Smoke barriers shall be constructed to provide at least a one half hour fire resistance rating and constructed in accordance with 8.3. Smoke barriers shall be permitted to terminate at an atrium wall. Windows shall be protected by fire-rated glazing or by wired glass panels and steel frames.
8.3, 19.3.7.3, 19.3.7.5
Tag No.: K0918
Based on record review and staff interview, the facility failed to properly maintain and test the generator as required by NFPA 99. Findings:
1. Record review was conducted on 06/28/2022. It was noted the monthly load test was being performed on the Zero wing generator. However, it was only being tested for 25 minutes and not the required 30 minutes.
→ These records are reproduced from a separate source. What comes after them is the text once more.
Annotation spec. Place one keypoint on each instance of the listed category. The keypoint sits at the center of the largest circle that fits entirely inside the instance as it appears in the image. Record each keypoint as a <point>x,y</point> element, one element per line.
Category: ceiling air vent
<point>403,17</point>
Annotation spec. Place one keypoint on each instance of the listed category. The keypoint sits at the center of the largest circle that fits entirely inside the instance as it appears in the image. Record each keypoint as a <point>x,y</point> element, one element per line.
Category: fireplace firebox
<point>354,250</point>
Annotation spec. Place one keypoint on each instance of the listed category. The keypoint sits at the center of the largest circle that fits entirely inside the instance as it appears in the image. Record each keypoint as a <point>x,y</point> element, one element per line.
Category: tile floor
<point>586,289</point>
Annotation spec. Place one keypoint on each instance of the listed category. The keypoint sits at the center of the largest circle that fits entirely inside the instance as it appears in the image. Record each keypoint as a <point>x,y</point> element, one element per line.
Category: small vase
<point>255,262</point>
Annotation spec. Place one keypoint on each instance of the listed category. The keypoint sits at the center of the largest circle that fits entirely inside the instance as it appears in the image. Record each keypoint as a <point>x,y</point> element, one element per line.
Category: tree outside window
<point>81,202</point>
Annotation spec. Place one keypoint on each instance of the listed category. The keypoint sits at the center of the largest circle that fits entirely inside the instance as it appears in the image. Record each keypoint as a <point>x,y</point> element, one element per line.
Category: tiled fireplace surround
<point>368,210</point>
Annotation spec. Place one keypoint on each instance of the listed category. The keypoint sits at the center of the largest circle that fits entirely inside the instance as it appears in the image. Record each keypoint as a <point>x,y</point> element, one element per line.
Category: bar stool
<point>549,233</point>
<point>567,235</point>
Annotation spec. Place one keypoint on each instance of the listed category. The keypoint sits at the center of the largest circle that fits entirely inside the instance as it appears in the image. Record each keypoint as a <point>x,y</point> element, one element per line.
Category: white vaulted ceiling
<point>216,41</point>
2. The director of maintenance was interviewed on 06/28/2022, and stated the generator was being tested but was unaware of the 30 minute requirement.
Tag No.: K0923
Based on observation and staff interview, the facility failed to provide safe storage for each oxygen cylinder as required by NFPA 99. Findings:
1. A tour of the facility was conducted on 06/28/2022.
It was observed in the oxygen room, located on the Obstetrician hall, that the full "E" oxygen cylinders were not separated from the empty "E" oxygen cylinders in the rack.
2. The director of maintenance was present during the tour of the facility and acknowledged the oxygen cylinders were not separated.
NFPA Standard: NFPA 99, 4-3.5.2.2 (b) 2, states that if stored within the same enclosure, empty oxygen cylinders shall be separated from full cylinders. Empty cylinders shall be marked to avoid confusion and delay if a full cylinder is needed hurriedly. Also, this section states that cylinders shall be secured from falling or mechanical shock.